Download or read book Remaking Manhood written by Mark C. Greene and published by Createspace Independent Publishing Platform. This book was released on 2016-04-19 with total page 152 pages. Available in PDF, EPUB and Kindle. Book excerpt: Remaking Manhood is a collection of Good Men Project Executive Editor Mark Greene's most popular articles on American culture, relationships, family and fatherhood. It is a timely and balanced look at the life affirming changes emerging from within the modern men's movement."This is writing that unites men rather than dividing or exploiting them. It speaks to the very best part of men and asks them to bring that part to the fore-as fathers, as sons, as brothers, as husbands, as friends, as lovers, and as citizens of life." -Michael Rowe, author of Other Men's Sons"Read this book, but don't mistake it as a defense of men. Remaking Manhood is going to be considered a go-to piece of literature on the new "Male Revolution."" -Jason Grant, CityDadsGroup.com"Mark interweaves his own deeply personal stories with a salient and powerful deconstruction of manhood in America."-Lisa Hickey, CEO, Good Men Project
Download or read book Female Masculinity written by Jack Halberstam and published by Duke University Press. This book was released on 2019-01-05 with total page 360 pages. Available in PDF, EPUB and Kindle. Book excerpt: In this quintessential work of queer theory, Jack Halberstam takes aim at the protected status of male masculinity and shows that female masculinity has offered a distinct alternative to it for well over two centuries. Demonstrating how female masculinity is not some bad imitation of virility, but a lively and dramatic staging of hybrid and minority genders, Halberstam catalogs the diversity of gender expressions among masculine women from nineteenth-century pre-lesbian practices to contemporary drag king performances. Through detailed textual readings as well as empirical research, Halberstam uncovers a hidden history of female masculinities while arguing for a more nuanced understanding of gender categories that would incorporate rather than pathologize them. He rereads Anne Lister's diaries and Radclyffe Hall's The Well of Loneliness as foundational assertions of female masculine identity; considers the enigma of the stone butch and the politics surrounding butch/femme roles within lesbian communities; and explores issues of transsexuality among “transgender dykes”—lesbians who pass as men—and female-to-male transsexuals who may find the label of “lesbian” a temporary refuge. Halberstam also tackles such topics as women and boxing, butches in Hollywood and independent cinema, and the phenomenon of male impersonators. Featuring a new preface by the author, this twentieth anniversary edition of Female Masculinity remains as insightful, timely, and necessary as ever.

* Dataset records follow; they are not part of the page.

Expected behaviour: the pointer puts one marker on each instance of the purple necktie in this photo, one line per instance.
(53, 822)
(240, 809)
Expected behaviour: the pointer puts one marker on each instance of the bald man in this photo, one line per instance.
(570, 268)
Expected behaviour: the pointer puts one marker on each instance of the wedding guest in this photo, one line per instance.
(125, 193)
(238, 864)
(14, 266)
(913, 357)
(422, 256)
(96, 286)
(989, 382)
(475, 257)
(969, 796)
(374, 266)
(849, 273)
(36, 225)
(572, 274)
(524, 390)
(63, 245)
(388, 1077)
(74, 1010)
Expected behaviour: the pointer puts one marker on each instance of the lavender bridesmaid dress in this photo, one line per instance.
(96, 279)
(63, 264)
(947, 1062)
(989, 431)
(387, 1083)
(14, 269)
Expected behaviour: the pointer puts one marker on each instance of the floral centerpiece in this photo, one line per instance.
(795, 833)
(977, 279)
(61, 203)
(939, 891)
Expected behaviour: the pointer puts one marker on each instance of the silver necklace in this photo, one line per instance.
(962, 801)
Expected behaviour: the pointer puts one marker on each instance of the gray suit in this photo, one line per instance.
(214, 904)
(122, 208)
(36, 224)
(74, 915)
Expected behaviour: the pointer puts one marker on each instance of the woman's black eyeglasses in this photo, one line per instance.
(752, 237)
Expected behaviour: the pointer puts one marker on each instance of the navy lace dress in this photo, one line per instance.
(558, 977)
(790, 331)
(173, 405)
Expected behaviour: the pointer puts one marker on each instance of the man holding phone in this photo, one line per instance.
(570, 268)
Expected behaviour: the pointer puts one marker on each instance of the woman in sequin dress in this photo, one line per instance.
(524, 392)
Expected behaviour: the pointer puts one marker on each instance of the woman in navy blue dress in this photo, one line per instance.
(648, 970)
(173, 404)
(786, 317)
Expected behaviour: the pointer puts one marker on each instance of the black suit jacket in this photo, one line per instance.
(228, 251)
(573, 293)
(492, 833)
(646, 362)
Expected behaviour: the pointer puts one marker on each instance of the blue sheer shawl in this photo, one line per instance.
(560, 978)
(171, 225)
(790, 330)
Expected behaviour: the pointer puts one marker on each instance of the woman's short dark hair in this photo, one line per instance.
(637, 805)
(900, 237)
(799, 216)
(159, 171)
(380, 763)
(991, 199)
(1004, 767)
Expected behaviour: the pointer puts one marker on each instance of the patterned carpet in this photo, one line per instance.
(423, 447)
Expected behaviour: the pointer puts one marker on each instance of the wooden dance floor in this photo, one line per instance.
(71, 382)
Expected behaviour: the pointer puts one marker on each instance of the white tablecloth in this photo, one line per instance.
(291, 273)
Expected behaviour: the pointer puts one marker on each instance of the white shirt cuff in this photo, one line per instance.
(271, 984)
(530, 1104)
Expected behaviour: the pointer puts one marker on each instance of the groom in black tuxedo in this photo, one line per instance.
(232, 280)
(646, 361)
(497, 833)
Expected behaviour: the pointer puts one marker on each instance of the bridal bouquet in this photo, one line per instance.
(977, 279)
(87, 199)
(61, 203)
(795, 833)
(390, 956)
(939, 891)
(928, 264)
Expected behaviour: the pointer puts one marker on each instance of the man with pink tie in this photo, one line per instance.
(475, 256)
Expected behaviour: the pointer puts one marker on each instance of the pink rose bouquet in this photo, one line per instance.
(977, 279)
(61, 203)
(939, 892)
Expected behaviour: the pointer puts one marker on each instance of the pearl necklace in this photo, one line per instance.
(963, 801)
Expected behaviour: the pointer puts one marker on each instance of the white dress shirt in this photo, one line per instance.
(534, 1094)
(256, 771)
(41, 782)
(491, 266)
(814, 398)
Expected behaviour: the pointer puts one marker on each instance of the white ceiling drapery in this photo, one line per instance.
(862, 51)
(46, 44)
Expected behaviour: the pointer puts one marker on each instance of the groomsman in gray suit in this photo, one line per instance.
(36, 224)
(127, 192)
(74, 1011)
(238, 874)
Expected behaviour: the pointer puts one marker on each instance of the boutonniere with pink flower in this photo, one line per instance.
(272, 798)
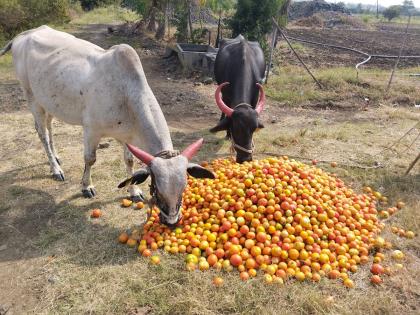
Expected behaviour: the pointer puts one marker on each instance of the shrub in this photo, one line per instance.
(91, 4)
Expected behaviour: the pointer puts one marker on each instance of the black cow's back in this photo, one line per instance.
(242, 64)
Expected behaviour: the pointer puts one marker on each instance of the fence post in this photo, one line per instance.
(296, 54)
(273, 40)
(399, 55)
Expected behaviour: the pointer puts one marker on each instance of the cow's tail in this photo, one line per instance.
(6, 48)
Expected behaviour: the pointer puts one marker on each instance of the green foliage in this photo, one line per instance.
(106, 15)
(18, 15)
(253, 19)
(216, 5)
(392, 12)
(140, 6)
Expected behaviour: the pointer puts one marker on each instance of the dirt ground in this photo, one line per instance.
(55, 259)
(384, 39)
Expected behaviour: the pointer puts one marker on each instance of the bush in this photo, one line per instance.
(91, 4)
(253, 18)
(392, 12)
(18, 15)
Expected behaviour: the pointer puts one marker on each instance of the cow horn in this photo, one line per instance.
(192, 149)
(140, 154)
(261, 100)
(218, 95)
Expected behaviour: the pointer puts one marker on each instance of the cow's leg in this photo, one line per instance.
(40, 117)
(91, 141)
(135, 192)
(228, 130)
(50, 136)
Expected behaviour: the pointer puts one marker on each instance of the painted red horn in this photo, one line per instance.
(192, 149)
(261, 100)
(143, 156)
(218, 95)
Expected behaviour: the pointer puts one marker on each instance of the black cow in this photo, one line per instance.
(239, 69)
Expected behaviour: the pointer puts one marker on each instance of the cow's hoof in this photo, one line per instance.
(59, 177)
(138, 198)
(89, 192)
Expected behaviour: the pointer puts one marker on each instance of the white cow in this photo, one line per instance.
(107, 93)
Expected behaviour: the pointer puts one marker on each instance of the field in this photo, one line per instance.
(55, 259)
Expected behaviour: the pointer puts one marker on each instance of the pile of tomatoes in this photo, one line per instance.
(278, 216)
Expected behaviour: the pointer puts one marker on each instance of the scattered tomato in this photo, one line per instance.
(126, 203)
(96, 213)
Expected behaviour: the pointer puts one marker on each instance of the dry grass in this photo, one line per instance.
(58, 260)
(292, 85)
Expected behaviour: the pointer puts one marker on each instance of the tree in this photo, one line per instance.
(392, 12)
(219, 7)
(253, 19)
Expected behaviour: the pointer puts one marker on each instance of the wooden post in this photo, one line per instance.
(296, 54)
(273, 41)
(399, 55)
(412, 164)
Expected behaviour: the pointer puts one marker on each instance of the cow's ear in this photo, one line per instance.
(198, 171)
(137, 178)
(222, 125)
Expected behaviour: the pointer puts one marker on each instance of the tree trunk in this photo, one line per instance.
(218, 29)
(151, 26)
(160, 33)
(189, 20)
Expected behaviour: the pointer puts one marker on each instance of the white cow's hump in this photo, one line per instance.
(46, 39)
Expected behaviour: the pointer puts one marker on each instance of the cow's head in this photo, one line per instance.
(169, 178)
(241, 122)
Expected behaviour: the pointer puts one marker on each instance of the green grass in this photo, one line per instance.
(6, 67)
(106, 15)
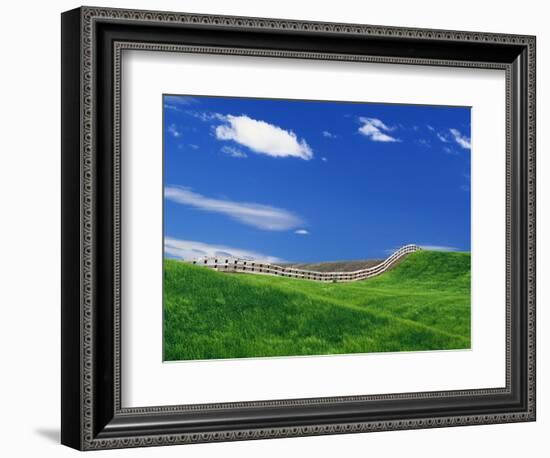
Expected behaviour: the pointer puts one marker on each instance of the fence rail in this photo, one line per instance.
(232, 265)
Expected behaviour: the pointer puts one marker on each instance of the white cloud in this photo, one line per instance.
(189, 249)
(374, 129)
(233, 152)
(263, 138)
(206, 116)
(172, 129)
(260, 216)
(442, 137)
(424, 142)
(462, 140)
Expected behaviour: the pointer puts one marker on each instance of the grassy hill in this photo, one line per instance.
(422, 304)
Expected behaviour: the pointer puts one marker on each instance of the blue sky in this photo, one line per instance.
(292, 180)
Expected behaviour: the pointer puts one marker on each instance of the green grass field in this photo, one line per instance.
(421, 304)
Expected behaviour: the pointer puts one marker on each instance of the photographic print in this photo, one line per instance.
(307, 227)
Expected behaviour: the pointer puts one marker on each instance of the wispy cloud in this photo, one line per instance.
(173, 130)
(233, 152)
(442, 137)
(328, 134)
(462, 140)
(189, 249)
(375, 129)
(424, 142)
(260, 216)
(263, 138)
(206, 116)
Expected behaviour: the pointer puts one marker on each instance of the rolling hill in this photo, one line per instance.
(421, 304)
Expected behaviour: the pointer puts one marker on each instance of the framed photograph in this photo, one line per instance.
(277, 228)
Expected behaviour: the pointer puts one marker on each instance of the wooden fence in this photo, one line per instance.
(232, 265)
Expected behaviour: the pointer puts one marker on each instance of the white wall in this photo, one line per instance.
(30, 241)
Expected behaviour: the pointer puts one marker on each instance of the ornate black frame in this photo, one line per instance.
(92, 42)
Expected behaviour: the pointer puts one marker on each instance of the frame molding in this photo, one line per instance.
(92, 42)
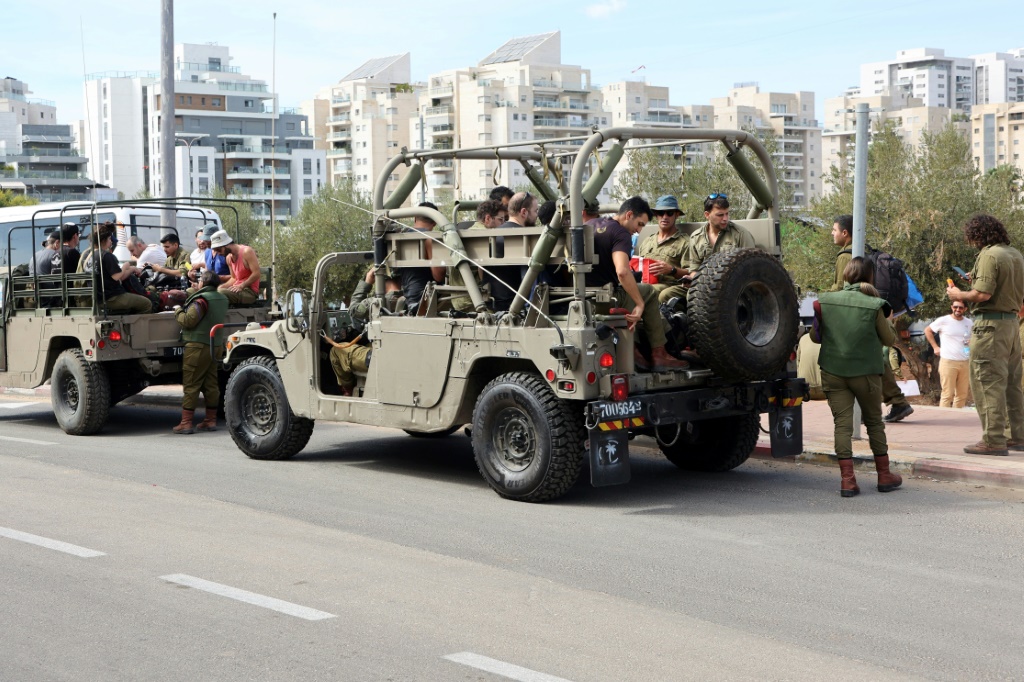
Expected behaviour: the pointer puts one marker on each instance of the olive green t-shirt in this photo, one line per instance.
(672, 251)
(733, 237)
(998, 270)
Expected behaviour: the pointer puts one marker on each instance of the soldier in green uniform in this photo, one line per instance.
(892, 395)
(852, 328)
(668, 250)
(995, 298)
(719, 233)
(202, 310)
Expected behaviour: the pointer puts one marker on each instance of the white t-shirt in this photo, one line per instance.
(152, 254)
(954, 335)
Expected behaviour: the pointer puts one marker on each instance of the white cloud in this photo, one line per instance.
(605, 9)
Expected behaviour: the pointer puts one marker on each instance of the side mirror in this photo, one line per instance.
(295, 311)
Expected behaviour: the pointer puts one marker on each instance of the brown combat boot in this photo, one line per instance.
(888, 481)
(209, 422)
(663, 361)
(185, 425)
(848, 486)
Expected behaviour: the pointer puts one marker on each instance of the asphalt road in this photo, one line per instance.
(376, 556)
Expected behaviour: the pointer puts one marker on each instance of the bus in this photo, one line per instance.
(17, 247)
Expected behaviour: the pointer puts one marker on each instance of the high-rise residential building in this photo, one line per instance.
(910, 118)
(791, 117)
(39, 157)
(363, 120)
(997, 135)
(116, 129)
(923, 73)
(998, 77)
(521, 91)
(229, 133)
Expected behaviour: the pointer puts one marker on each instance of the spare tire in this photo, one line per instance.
(743, 314)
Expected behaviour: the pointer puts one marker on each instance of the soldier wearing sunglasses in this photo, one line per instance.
(719, 233)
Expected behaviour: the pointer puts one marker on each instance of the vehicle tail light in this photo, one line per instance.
(620, 387)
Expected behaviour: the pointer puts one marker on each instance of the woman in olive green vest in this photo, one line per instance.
(852, 327)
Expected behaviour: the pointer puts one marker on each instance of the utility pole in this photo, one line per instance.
(167, 188)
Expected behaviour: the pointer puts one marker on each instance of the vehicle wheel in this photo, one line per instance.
(434, 434)
(527, 442)
(80, 392)
(259, 418)
(743, 315)
(711, 444)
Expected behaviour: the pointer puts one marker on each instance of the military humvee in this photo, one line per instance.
(543, 392)
(55, 327)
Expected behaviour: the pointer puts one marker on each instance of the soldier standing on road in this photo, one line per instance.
(202, 310)
(852, 329)
(719, 233)
(995, 298)
(668, 249)
(954, 373)
(892, 395)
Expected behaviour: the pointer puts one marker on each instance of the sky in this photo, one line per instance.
(698, 50)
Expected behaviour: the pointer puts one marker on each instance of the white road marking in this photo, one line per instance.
(286, 607)
(29, 440)
(49, 544)
(502, 668)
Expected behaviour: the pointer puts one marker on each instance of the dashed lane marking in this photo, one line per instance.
(279, 605)
(502, 668)
(67, 548)
(28, 440)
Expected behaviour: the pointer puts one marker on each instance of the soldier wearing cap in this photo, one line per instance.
(668, 250)
(719, 233)
(243, 285)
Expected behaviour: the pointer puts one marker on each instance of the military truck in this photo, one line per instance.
(550, 384)
(55, 327)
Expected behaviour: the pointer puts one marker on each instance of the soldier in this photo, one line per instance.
(892, 395)
(668, 249)
(995, 298)
(852, 329)
(203, 309)
(719, 233)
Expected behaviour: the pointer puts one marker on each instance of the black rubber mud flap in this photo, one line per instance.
(609, 457)
(785, 424)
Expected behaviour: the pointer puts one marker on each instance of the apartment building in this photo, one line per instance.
(39, 157)
(926, 74)
(998, 77)
(521, 91)
(997, 135)
(116, 128)
(363, 120)
(909, 116)
(791, 117)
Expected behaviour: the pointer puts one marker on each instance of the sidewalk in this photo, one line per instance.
(929, 442)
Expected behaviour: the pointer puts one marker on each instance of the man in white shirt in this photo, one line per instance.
(145, 254)
(954, 336)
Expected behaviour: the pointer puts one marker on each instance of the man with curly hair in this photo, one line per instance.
(995, 297)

Download or read book Riotous Flesh written by April R. Haynes and published by University of Chicago Press. This book was released on 2015-10-21 with total page 251 pages. Available in PDF, EPUB and Kindle. Book excerpt: The claim that masturbation isn t good for you didn t just come out of nowhere. As April Haynes shows, a range of feminist reformers in nineteenth century America all agreed that the solitary vice caused untold suffering and death; that women and girls masturbated as frequently as did men and boys; that they did so because they lacked access to sexual information; and that therefore, female sex education would save lives. Haynes, in short shows that nascent feminists remade what might have been a puritanical crusade into a basis for envisioning their own sexual self-masterywith mixed results, for Haynes also tells the story of how, before the advent of sexology or even the professionalization of medicine, a great silent army of evangelical female reformers first popularized, then institutionalized, the normative sexual discourse of the nineteenth century."